The new health care law has been a magnet for campaign rhetoric and grandstanding. Many republican congressional candidates campaigned on the promise of repealing health care. Now that the Republican Party has the majority in the House of Representatives what can and will they do?
There are a few ways for a federal law to be repealed in whole or in part: a new law is passed that counters the original, the Supreme Court rules that the law is unconstitutional, or a constitutional amendment.
The strategy that makes the most sense would be to find parts of the law that are particularly disagreeable, and target those for repeal. This makes a lot of sense because The Patient Protection and Affordable Care Act is a 906 page document that has been read by many people, but as the document is more thoroughly combed through, we will likely find more articles and provisions that are disagreeable. AdamMD details some of the misconceptions and difficulties that the regular population has with such a complex bill.
The Health IT provisions are going to be important in breaking down the education and information barriers and The Health Care Blog goes into some depth about the policy behind Health IT, which should not be effected much by the political shift.
One particular provision that has gotten some coverage is on page 737. The provision requires companies to report to the IRS all payments of more than $600 a year to any vendor. This does not have anything to do with health care; it was just an attempt to collect some tax dollars that the government has historically been missing out on.

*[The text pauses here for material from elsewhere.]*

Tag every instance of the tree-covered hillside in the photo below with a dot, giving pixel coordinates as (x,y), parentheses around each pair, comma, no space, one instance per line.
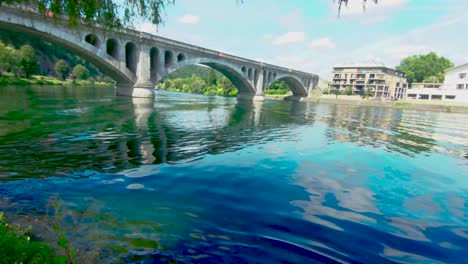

Things like this are going to continue to pop up, but when most of the document is a maze, referring to different subsections of different codes, it will take a while.
TITLE II. Subtitle J—Improvements to the Medicaid and CHIP Payment and Access Commission (MACPAC)
SEC. 2801. MACPAC ASSESSMENT OF POLICIES AFFECTING ALL MEDICAID BENEFICIARIES.
(a) In General- Section 1900 of the Social Security Act (42 U.S.C. 1396) is amended–
(1) in subsection (b)–
(A) in paragraph (1)–
(i) in the paragraph heading, by inserting `FOR ALL STATES’ before `AND ANNUAL’; and
(ii) in subparagraph (A), by striking `children’s’;
(iii) in subparagraph (B), by inserting `, the Secretary, and States’ after `Congress’;
(iv) in subparagraph (C), by striking `March 1′ and inserting `March 15′; and
(v) in subparagraph (D), by striking `June 1′ and inserting `June 15′;
(B) in paragraph (2)–
(i) in subparagraph (A)–
(I) in clause (i)–
(aa) by inserting `the efficient provision of’ after `expenditures for’; and
(bb) by striking `hospital, skilled nursing facility, physician, Federally-qualified health center, rural health center, and other fees’ and inserting `payments to medical, dental, and health professionals, hospitals, residential and long-term care providers, providers of home and community based services, Federally-qualified health centers and rural health clinics, managed care entities, and providers of other covered items and services’; and
And that is the problem with health care.
Things are made more complicated than they need be, costs are exaggerated, manipulated, and created. Instead of focusing on the individuals that walk into the facility, the government should focus on the facilities that they actually have control over. Health facilities can estimate their capabilities and the government should be able to estimate the need. Then we make sure that there are enough facilities with enough funds to run properly. Instead of cost per patient, the government should be worrying about cost per facility.
Can’t it just be simple? Walk in to a health facility and talk to a nurse who actually wants to help, sends you to a doctor that checks you out, runs tests, sends you to a specialist if need be, otherwise he prescribes you treatment in the form of drugs, diet, exercise, etc. Go home, be healthy, and come back for your regular checkup.